In the middle of a sentence I might hear Erik scream out “ooowwww! #*%!”  At which I would ask “are you okay?” then laugh only to be hit myself a moment later right on the upper lip “OOOwwwWW! #*%!”  A good reason to keep the hood up and the head down.  The day dawned in a brilliant show of light and color on these white cake frosted peaks around us, so bright and intense that with the angle of the slope our faces were just inches from the reflected light which in turn caused a significant burn.  By 11:30 we had reached the summit and it appeared that the whether would hold long enough for us to get back to camp safely.  The clouds rolled over the top just long enough for me to miss out on good photos, however the celebration still took place just above the hole that had to be dug so that we could get onto the summit.  We rapped down the route and traversed back across the glacier to high camp; this is when I should have noticed things were awry.  I had no energy.  I could not keep up with the guys on the front of the rope, I felt like passing out.

2:30 a.m. I awakened because I was having a hard time breathing.  The next breath I took brought back a familiar and awful sound.  There was a raspy, gurgling in my lungs which indicated I had pulmonary edema.  Ten years earlier I had experienced this, but have had no problems since, and I have even been to higher elevations.  In the dark of night, knowing that Erik still needed me to get him down off of the mountain, there was nothing I could do.  Nothing but pray that is.  I did just that; I put in my headphones and listened to praise music to drown out the sound of my breathing, I sat up, since every time I laid down the gurgling would return, and I prayed, waiting for the sun to rise to allow us to depart.

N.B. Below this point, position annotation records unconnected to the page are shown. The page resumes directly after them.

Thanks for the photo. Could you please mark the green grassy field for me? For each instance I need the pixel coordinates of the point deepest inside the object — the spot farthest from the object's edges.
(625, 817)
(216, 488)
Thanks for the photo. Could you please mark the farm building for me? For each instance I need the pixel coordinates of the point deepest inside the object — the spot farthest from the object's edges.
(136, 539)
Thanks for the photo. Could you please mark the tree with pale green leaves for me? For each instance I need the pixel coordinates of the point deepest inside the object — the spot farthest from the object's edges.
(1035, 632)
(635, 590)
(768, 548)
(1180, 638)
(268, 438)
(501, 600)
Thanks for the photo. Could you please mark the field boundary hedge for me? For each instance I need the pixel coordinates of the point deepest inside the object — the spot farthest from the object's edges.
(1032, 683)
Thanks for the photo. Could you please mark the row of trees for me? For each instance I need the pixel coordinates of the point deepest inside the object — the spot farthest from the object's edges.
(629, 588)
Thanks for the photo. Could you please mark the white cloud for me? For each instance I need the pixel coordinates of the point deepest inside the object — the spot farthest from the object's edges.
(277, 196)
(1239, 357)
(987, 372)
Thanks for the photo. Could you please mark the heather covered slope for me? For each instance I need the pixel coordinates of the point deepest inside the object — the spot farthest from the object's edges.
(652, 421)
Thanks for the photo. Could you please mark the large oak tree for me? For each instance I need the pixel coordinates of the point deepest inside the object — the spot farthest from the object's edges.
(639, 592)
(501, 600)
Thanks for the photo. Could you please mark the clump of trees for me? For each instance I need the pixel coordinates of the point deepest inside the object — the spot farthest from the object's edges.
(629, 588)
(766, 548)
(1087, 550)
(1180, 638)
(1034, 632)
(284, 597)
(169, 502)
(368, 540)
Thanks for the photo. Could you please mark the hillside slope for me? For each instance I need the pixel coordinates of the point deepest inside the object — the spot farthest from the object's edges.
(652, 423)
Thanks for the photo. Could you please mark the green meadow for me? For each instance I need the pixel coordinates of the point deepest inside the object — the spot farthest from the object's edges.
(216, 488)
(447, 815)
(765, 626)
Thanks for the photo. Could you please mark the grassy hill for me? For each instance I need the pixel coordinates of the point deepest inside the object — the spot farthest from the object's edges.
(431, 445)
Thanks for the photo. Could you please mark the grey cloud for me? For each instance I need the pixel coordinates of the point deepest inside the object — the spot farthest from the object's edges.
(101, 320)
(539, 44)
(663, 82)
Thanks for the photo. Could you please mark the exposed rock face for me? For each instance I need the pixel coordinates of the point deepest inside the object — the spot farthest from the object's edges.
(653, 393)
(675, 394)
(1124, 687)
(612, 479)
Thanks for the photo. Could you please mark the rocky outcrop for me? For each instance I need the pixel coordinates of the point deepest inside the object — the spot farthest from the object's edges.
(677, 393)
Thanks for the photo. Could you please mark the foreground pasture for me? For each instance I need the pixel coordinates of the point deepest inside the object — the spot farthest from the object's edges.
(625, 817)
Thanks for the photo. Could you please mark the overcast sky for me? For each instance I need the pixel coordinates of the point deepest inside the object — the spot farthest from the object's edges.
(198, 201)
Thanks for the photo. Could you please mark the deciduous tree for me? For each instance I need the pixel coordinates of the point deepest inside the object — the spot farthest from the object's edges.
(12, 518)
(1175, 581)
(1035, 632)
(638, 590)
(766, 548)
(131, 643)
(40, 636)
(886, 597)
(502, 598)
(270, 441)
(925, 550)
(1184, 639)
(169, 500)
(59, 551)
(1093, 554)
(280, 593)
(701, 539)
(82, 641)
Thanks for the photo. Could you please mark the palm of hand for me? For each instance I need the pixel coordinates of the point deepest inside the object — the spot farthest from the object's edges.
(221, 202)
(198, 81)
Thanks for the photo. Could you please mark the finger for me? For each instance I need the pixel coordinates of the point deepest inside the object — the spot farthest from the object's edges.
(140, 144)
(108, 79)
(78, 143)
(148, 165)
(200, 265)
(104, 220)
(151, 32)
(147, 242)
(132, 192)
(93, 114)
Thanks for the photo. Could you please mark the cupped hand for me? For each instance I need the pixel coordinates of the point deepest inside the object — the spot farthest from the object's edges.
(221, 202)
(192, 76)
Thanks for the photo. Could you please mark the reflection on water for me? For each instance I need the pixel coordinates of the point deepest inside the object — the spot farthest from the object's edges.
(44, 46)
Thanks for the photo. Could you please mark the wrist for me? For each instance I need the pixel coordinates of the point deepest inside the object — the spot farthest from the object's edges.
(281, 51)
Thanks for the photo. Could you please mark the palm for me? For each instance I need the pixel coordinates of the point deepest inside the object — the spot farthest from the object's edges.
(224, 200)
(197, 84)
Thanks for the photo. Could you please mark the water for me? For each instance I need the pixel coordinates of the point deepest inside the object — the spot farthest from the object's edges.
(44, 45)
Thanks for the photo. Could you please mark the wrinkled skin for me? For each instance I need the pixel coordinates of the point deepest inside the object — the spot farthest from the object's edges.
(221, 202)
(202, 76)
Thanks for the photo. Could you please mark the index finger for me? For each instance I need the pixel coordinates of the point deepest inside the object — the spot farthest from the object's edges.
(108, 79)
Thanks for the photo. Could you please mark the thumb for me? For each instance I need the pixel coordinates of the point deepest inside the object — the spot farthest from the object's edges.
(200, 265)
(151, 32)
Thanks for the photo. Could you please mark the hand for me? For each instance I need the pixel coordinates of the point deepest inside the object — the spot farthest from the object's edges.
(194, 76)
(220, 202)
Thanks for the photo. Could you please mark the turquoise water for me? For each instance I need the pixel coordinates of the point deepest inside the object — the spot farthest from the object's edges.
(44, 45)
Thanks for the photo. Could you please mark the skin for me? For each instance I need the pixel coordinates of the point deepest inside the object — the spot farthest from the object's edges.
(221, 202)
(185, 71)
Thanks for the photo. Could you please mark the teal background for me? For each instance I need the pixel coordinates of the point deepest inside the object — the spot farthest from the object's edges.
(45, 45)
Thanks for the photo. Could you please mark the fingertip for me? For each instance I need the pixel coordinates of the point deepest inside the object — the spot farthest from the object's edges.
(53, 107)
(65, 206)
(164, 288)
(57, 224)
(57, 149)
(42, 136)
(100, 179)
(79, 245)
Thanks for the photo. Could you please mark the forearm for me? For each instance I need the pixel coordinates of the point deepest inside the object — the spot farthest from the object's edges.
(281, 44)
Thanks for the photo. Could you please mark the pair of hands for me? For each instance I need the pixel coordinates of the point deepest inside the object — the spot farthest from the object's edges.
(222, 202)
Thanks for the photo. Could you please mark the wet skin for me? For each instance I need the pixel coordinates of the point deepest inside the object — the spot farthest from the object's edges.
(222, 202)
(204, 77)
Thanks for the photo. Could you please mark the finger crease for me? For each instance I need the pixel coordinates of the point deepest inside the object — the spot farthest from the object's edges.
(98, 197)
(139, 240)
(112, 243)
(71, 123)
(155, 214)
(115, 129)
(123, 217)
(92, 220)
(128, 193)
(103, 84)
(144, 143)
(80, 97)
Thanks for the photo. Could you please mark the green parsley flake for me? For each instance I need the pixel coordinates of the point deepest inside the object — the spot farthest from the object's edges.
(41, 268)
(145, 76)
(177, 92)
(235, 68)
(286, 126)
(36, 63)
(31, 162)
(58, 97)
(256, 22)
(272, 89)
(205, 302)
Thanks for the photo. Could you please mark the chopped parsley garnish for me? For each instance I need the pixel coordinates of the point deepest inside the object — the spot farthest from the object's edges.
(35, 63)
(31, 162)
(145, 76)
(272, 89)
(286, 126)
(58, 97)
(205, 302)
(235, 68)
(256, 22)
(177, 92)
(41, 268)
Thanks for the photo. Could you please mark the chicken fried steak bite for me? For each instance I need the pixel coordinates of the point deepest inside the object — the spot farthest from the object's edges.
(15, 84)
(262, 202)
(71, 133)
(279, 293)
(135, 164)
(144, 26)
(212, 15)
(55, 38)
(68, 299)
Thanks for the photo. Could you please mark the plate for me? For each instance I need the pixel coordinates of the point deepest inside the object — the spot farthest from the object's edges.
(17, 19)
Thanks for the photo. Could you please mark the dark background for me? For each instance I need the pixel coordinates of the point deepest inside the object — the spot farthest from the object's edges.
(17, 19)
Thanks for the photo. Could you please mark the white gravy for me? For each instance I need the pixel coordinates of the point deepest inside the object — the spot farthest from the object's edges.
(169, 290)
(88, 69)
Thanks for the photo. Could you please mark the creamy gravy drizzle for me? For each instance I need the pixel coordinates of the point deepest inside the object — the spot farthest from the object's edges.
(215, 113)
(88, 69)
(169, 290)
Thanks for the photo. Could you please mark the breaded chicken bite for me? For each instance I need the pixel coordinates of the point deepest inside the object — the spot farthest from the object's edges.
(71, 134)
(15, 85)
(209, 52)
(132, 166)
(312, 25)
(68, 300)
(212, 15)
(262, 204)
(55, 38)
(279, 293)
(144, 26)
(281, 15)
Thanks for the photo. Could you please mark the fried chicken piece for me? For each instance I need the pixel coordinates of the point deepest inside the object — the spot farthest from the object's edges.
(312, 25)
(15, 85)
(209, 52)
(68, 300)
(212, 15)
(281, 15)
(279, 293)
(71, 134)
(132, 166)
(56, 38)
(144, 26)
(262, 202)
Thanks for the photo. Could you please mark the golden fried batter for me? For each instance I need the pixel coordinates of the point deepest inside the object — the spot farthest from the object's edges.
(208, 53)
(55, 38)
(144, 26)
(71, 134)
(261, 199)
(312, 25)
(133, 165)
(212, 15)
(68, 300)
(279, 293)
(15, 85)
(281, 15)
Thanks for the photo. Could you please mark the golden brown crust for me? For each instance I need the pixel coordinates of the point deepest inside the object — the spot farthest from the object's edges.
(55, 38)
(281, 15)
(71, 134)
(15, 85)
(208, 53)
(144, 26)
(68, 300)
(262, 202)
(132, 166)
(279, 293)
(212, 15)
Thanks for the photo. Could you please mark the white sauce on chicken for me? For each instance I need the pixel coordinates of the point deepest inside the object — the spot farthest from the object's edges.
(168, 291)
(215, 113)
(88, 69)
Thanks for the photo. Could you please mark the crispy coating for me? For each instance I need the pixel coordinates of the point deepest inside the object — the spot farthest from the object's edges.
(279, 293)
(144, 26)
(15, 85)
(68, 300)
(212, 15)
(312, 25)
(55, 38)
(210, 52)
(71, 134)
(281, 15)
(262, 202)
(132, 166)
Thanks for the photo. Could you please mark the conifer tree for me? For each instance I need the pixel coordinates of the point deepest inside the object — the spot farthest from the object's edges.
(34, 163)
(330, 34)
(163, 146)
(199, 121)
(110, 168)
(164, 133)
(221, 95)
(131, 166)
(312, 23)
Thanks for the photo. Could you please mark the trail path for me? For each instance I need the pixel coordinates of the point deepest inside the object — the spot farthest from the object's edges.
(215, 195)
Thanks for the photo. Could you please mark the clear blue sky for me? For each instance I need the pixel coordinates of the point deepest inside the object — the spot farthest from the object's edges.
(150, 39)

If it were absolutely necessary I am sure that Rodrigo could have gotten Erik down without me, but it would have been awkward and maybe a tad unsafe, so I decided that until my condition worsened I would gut it out and remain with Erik until Base Camp.  Thankfully we were able to rappel down a large section of the glacier and then walk down to Base Camp relatively quickly.  Though I felt a little better, my lungs were still not clear and I knew that in the morning I would need to get down to a lower elevation ASAP.  Reading some scripture gave me peace, as did the music and the fact that we were on our way down.  This event certainly once again affirmed to both Erik and me that this is why he needs to climb most of the time as a party of three.  If something were to happen to me and it were just the two of us, he would be left alone, on a glacier waiting for help to pass by.  The element of trust is essential as is our need to make plans and be as safe as possible in executing these plans.  In leaving Base Camp we changed things up a bit.  Instead of guiding Erik out on foot for two days we opted for a one day horse ride for him and an eleven mile hike for me.  My pack was light, and in going down my edema didn’t bother me too much, but it wasn’t until we were back in Lima that it totally cleared up.

What insights did I gain from this summit?  Hydrate, filter don’t boil, sleep low - climb high, loyalty makes strong friendships, always bring a good book as well as THE Good Book. Never give up, give in to faith not fear.